Though Sheila Jordan’s reputation has never flagged—at 92, she’s long been venerated as a singer’s singer—the general consensus is that her best record is her first, the rare Blue Note vocal album Portrait of Sheila (1963). That stunning debut whets the appetite for Comes Love, a recently unearthed collection of 11 standards recorded in a New York studio more than two years before Portrait. (Jordan has no recollection of the occasion, or even those who accompanied her that June day in 1960, although she was playing Greenwich Village with the likes of Steve Swallow and Herbie Nichols at the time.)

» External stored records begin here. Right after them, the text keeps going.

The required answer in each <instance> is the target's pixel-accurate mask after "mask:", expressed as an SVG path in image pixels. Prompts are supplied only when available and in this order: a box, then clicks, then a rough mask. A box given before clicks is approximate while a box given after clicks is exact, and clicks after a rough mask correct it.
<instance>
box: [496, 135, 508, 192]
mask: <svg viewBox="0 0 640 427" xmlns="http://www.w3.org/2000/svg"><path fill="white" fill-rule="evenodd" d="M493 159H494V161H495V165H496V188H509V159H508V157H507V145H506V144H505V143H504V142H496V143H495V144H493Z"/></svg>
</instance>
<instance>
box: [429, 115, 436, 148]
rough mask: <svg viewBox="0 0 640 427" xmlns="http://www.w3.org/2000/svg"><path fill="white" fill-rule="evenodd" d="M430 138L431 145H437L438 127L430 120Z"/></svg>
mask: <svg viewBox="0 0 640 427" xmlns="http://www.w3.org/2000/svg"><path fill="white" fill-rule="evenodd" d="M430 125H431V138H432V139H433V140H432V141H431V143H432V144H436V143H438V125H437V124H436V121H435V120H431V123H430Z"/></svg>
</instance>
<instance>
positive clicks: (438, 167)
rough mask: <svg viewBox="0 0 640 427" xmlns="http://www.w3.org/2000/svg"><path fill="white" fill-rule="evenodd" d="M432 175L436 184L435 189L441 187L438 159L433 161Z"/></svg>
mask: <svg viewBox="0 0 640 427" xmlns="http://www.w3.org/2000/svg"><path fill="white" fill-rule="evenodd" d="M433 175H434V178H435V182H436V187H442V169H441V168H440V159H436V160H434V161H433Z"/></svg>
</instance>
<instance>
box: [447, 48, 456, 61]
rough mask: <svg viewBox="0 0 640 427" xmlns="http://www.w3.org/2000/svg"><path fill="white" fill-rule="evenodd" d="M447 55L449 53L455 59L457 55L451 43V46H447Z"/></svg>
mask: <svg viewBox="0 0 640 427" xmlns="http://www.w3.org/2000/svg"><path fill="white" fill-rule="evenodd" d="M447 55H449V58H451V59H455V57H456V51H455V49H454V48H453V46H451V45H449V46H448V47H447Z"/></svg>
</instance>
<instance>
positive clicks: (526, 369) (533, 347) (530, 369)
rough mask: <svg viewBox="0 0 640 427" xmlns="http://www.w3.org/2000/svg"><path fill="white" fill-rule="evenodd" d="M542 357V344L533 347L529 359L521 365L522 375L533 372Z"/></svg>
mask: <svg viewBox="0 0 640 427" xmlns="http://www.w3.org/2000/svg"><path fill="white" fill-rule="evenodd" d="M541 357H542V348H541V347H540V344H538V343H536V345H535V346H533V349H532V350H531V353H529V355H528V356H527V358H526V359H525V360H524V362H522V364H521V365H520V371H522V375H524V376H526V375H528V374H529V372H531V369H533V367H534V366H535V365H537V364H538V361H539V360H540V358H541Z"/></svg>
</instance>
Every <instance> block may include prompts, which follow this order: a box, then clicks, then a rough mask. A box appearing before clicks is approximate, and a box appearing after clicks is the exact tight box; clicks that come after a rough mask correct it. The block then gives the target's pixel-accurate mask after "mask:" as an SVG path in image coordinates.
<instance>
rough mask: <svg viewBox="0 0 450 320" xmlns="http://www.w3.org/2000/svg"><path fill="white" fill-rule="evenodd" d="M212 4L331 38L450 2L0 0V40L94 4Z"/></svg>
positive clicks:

The unfairness of comparing Comes Love to her classic debut is made plain by the lone song they have in common, “When the World Was Young.” The version on Portrait benefits from Barry Galbraith’s exquisite guitar and the depth of Jordan’s fragile restraint, both enhanced by the superior sound at Rudy Van Gelder’s studio. The rendition on Comes Love is more straightforward in pace and delivery and thus less distinctive.
So, dimmer magic, yes, but still unmistakably Sheila Jordan. It’s frankly a thrill to hear her finding her way, and the peaks she reaches here display her precocious sass and self-confidence. The title song finds her chopping and conjoining phrases like a poet organizes stanzas, by turns sardonic, smitten, and simply reveling in the groove. The lone scatted tune is “It Don’t Mean a Thing (If It Ain’t Got That Swing),” dispatched in 98 giddy seconds. The closing “They Can’t Take That Away from Me” playfully messes with tempo and lands better than the sloppy, less-inspired burner “I’ll Take Romance.”
As for the slower material, one wistfully wants the Sheila Jordan of 30 years down the road purveying “I’m the Girl” or “Ballad of the Sad Young Men,” but her trademark controlled, drawn-out vibrato still bewitches. The transition from meandering to swing on “Sleeping Bee” (long one of her favorites) is superbly executed, and the final two ballads, “These Foolish Things” and “Glad to Be Unhappy,” are imbued with a wisdom well beyond the typical perspective of a 31-year-old. Bottom line: Comes Love is not a curio meant for completists only. It’s the revelation of Sheila Jordan in self-discovery mode.